Rahasia dari pewujudan (pengkaryaan) alam dari Diri-Nya, merupakan metafor bahwasanya Dia tidak terbagi-bagi, segala sesuatu yang ada di alam semesta dan isinya alam, adalah Dia dengan segala kesempurnaan-Nya. Maka hukum isim (penciptaan) yang terlembagakan dalam wajah-wajah kesempurnaan (Dia) pada Maujūdāt (segala wujud) itulah sejatinya yang dinamakan pinjaman. Bukan seperti yang diklaim banyak orang, bahwasanya sifat-sifat ketuhanan itulah yang melahirkan hukum pinjaman terhadap hamba. Dengan demikian esensi (pinjaman) yang terdapat pada segala wujud, tidak lain merupakan nisbat wujud ciptaan kepada inti penciptaan itu sendiri. Maka wujud al-Ḥaqq adalah asal segala wujud, Dia meminjamkan kesejatian Diri-Nya kepada isim (nama) penciptaan, yang dengan itu tertampakkan rahasia-rahasia ketuhanan dan hal-hal yang terkait dengan-Nya baik yang senada maupun yang berlawanan, al-Ḥaqq merupakan Huyūlī (benda pertama) alam dan isinya alam, Dia berfirman: Dan tidaklah Kami ciptakan langit dan bumi dan apa yang ada di antara keduanya melainkan dengan al-Ḥaqq (Q.S. al-Ḥijr 15:85). Alam dan isinya ini ‘ibārat salju sedangkan al-Ḥaqq ‘ibārat air, bukankah air asal dari salju demikian pula dengan al-Ḥaqq, adalah asal segala wujud, isim yang terkandung dalam salju berdimensi pinjaman, sedang isim yang terkandung dalam air berdimensikan hakekat.

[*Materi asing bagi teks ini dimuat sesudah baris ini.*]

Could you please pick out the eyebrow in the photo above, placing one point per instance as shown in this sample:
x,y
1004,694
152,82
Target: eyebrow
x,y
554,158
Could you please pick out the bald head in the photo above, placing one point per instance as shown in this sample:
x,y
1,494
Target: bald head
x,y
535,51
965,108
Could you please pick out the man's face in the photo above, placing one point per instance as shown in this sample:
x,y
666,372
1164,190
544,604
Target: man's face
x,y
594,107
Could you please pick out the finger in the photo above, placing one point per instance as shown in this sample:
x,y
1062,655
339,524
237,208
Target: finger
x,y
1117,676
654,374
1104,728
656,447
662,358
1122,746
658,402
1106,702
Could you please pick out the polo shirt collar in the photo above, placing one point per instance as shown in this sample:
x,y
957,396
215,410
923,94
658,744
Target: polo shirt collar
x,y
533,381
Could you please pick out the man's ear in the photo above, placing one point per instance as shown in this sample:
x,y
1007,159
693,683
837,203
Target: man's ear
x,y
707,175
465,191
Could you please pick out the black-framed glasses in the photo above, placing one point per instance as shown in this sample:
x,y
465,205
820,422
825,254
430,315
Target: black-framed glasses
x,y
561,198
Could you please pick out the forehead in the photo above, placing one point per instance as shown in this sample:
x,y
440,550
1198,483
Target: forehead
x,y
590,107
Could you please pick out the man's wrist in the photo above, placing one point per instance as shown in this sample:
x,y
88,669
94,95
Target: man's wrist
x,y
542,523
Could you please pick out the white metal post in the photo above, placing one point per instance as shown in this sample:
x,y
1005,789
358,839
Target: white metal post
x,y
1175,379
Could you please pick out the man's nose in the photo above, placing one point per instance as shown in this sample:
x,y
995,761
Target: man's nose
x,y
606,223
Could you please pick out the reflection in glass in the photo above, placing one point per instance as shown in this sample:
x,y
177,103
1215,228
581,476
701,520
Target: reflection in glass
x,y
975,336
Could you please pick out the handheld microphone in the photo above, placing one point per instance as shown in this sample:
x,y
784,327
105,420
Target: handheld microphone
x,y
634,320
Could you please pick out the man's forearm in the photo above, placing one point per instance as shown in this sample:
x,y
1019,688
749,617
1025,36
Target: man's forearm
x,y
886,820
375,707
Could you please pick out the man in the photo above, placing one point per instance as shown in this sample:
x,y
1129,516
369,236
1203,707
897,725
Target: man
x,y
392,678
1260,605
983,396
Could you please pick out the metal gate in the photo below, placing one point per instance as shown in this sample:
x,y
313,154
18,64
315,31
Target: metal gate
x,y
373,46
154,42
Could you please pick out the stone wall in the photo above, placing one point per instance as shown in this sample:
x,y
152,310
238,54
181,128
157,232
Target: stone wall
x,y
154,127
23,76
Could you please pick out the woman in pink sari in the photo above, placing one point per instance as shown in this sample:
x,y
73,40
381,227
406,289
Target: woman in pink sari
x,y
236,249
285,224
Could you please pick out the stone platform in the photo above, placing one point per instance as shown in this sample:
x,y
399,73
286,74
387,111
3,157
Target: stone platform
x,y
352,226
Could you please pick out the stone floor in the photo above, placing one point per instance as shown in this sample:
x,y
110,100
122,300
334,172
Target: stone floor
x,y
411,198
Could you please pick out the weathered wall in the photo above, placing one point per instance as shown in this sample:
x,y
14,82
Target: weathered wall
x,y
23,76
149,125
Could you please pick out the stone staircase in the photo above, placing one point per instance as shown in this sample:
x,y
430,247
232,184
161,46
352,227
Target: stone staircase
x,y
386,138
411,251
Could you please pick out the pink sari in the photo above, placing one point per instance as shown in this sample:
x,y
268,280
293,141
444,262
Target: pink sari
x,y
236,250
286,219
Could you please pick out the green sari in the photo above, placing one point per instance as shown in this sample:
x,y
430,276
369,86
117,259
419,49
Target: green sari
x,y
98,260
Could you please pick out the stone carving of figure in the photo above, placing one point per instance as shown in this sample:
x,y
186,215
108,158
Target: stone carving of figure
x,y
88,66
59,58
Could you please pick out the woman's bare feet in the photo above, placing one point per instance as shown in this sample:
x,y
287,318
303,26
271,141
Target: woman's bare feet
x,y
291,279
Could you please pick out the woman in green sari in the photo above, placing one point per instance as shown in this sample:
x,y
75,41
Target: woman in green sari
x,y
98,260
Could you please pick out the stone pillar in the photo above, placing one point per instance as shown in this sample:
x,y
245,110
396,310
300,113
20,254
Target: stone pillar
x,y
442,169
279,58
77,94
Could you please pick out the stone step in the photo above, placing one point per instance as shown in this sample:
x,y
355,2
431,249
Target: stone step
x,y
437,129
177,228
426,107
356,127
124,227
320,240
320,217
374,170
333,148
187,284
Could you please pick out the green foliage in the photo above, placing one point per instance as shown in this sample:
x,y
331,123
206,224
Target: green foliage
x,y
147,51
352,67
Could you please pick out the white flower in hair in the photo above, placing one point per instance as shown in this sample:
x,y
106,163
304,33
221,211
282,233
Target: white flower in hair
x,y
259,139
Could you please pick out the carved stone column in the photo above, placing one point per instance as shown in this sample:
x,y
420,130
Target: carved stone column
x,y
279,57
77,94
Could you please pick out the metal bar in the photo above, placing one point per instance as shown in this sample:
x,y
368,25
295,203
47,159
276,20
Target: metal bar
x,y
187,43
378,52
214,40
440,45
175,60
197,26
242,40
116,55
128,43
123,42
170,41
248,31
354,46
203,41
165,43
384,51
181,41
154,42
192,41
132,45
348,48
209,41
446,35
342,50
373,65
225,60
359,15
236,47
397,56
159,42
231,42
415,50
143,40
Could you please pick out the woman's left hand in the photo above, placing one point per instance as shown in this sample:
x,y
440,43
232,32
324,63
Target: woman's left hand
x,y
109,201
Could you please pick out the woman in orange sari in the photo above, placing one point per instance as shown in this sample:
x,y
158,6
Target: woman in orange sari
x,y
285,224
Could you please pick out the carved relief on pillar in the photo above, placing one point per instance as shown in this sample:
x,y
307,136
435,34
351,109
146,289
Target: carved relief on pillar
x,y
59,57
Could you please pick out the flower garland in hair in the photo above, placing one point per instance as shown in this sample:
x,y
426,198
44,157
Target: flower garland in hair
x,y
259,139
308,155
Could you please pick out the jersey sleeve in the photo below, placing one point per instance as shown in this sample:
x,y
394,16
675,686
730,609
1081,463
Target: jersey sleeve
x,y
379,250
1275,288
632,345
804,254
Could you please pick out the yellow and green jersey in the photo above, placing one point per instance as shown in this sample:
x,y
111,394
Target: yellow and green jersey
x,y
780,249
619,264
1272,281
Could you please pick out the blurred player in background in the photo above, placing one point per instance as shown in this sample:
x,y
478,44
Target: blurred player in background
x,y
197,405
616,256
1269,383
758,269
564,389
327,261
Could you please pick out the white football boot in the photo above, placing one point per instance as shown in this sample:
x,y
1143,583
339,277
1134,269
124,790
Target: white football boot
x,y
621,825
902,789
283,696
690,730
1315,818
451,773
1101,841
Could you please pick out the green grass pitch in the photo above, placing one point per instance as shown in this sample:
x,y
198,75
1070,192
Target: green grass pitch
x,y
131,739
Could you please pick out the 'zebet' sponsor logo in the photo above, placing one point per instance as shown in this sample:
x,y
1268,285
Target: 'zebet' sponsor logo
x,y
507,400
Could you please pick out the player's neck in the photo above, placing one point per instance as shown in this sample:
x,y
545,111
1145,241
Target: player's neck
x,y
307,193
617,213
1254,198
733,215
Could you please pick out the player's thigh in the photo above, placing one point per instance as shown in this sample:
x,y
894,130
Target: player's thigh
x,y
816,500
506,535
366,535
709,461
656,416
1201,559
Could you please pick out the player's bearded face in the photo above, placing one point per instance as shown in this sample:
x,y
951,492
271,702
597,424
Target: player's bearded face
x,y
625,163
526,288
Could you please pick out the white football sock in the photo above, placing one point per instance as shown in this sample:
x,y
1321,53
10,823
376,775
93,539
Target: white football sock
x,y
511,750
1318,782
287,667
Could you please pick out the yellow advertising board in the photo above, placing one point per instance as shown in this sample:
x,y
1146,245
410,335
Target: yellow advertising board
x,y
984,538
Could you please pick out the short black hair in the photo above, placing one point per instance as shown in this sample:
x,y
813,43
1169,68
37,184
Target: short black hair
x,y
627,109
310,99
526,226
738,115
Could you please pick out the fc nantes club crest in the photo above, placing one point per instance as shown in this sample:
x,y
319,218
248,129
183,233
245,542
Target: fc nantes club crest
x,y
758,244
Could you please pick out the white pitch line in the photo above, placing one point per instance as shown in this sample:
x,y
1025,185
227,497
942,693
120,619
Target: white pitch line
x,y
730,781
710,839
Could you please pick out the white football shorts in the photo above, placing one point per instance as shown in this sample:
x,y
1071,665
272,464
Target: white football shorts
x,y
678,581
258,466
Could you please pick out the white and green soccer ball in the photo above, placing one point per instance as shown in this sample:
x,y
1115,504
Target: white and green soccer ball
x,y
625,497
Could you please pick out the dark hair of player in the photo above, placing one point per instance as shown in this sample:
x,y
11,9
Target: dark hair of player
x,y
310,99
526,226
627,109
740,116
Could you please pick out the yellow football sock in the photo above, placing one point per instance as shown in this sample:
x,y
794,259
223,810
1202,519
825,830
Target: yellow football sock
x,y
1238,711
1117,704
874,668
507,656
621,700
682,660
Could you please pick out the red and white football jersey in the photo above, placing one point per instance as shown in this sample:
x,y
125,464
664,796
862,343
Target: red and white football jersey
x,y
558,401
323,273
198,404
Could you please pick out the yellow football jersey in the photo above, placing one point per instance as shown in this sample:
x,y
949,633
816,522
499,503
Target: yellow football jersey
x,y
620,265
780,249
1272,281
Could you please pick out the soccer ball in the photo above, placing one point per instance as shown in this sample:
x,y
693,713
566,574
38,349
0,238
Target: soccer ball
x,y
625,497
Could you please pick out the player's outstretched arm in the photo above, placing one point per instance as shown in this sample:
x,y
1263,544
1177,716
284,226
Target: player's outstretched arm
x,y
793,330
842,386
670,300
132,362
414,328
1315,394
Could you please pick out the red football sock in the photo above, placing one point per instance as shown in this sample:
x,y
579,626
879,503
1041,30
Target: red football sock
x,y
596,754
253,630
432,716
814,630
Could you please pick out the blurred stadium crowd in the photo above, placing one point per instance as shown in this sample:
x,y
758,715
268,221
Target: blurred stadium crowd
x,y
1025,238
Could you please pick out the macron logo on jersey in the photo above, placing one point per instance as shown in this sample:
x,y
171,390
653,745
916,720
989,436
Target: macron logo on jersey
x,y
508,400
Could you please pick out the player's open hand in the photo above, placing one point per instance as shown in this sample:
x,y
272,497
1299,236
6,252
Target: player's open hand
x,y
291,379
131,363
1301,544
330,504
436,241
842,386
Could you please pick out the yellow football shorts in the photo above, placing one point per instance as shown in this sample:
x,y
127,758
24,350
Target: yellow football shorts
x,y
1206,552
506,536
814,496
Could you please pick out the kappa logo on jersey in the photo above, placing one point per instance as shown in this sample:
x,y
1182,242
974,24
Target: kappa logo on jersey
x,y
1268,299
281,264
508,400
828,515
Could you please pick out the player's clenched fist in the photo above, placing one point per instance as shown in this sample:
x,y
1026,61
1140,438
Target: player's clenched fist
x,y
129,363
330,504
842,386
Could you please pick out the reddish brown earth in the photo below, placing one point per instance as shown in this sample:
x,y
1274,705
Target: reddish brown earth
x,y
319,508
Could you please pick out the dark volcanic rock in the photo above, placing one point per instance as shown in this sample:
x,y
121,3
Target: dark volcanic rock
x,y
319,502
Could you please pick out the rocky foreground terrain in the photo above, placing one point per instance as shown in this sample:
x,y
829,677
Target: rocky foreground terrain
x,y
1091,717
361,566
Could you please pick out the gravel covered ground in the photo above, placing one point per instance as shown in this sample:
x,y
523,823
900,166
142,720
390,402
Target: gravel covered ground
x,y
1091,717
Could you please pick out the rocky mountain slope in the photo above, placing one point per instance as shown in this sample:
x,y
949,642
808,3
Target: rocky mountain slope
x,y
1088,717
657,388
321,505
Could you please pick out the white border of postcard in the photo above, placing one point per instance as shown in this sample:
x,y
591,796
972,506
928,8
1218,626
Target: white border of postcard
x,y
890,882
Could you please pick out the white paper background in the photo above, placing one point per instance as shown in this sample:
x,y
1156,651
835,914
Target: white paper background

Ketahuilah, bahwasanya Raḥmāniyyah merupakan manifestasi ketuhanan teragung, dan tempat penampakkan yang paling sempurna serta terutuh, karenanya Rubūbiyyah merupakan ‘Arsy (Singgasana) Raḥmāniyah Mulūkyiyah (kekuasaan) adalah kursinya, ‘Azhamah (keagungan) bantalnya, al-Qudrah (kodrat) belnya. Jalāliyyah (keperkasaan) bunyinya. Isim-ur-Raḥmān tertampakkan pada segala kesempurnaan, dengan tampilan penuh ke-eksisan mengalir sejalan dengan eksistensi Maujūdāt (segala wujud), berikut peliputan (kuasa)-nya atas hukum segala wujud, yaitu bersemayamnya (isim ini) di atas ‘Arsy, sebab pada setiap Maujūdāt (segala wujud) terdapat inti (dzāt)-Nya. Semantis logikanya dengan hukum peliputan (kuasa)nya atas segala wujud tersebut, isim-ur-Raḥmān merupakan singgasana (‘Arsy) untuk manifestasi inti (dzāt)-Nya dalam penampakkan lahiriyah. Kita akan kaji secara detil masalah ini dalam bab ‘Arsy dalam kitab ini juga. Adapun peliputan kuasa ar-Raḥmān terwajahkan dengan al-Qudrah (kekuasaan), al-‘Ilm (pengetahuan), berikut peliputan atas Maujūdāt (setiap wujud), bersama wujud-Nya berdasarkan hukum ke-‘arsy-an yang tersucikan dari Ḥulūl (panteisme) dan Tasybīh (antropomorfisme) serta Waḥdat-ul-wujūd (manunggal wujud) mutlak. Bagaimana mungkin al-Ḥaqq disifati, panteisme, antropomorfisme, manunggal wujud mutlak. Wujūd-ul-Ḥaqq ada di dalam Maujūdātihi (segala wujud yang diadakan-Nya) berdasar hukum yang lahir dari dimensi nama-Nya (ar-Raḥmān). Dia merahmati segenap makhluk-Nya dengan manifestasi di dalamnya serta penampakkan makhluk dalam diri-Nya, kedua hal tersebut terjadi antara al-Ḥaqq dengan makhluk-Nya.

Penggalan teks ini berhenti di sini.